Parvathy Raj
2024
Comprehensive Plagiarism Detection in Malayalam Texts Through Web and Database Integration
Meharuniza Nazeem
|
Parvathy Raj
|
Rajeev R. R
|
Anitha R
|
Navaneeth S
Proceedings of the 21st International Conference on Natural Language Processing (ICON)
Plagiarism detection techniques have become essential for recognizing instances of plagiarism, particularly in the domain of academics where scientific papers and documents are of prime importance. We propose an application that offers a comprehensive solution for detecting plagiarism in scholarly articles written in Malayalam, enabling users to submit texts, analyze them for plagiarism, and review the results interactively. With the increasing accessibility of digital content, maintaining originality in academic writing has become more tedious. Our research addresses this challenge by providing a solution tailored to the Malayalam language. The application aids researchers and academic institutions in detecting potential plagiarism by accessing web-based content and algorithmic text analysis.

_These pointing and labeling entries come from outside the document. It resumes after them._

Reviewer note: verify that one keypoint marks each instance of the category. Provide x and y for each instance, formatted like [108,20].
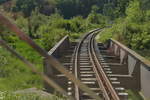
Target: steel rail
[75,63]
[43,53]
[100,83]
[109,91]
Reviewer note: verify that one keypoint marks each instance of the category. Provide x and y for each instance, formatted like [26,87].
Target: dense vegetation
[47,21]
[132,29]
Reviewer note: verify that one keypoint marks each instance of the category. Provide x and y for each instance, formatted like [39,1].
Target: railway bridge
[86,69]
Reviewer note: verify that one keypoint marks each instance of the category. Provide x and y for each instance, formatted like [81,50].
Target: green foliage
[133,30]
[134,13]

The study significantly contributes to the field of plagiarism detection for low resource language such as malayalam and offers a practical way to preserve the originality of Malayalam scholarly work. The performance of four algorithms SequenceMatcher, N-Grams, Rabin-Karp, and Cosine Similarity is thoroughly evaluated. Cosine Similarity, with a 92.45% detection rate, outperformed the others, significantly surpassing Rabin-Karp(65.3%), N-Grams(58.7%) and SequenceMatcher(51.4%). Using this improved efficiency, a user-friendly web application was developed that integrates web search and database comparison features with the Cosine Similarity algorithm.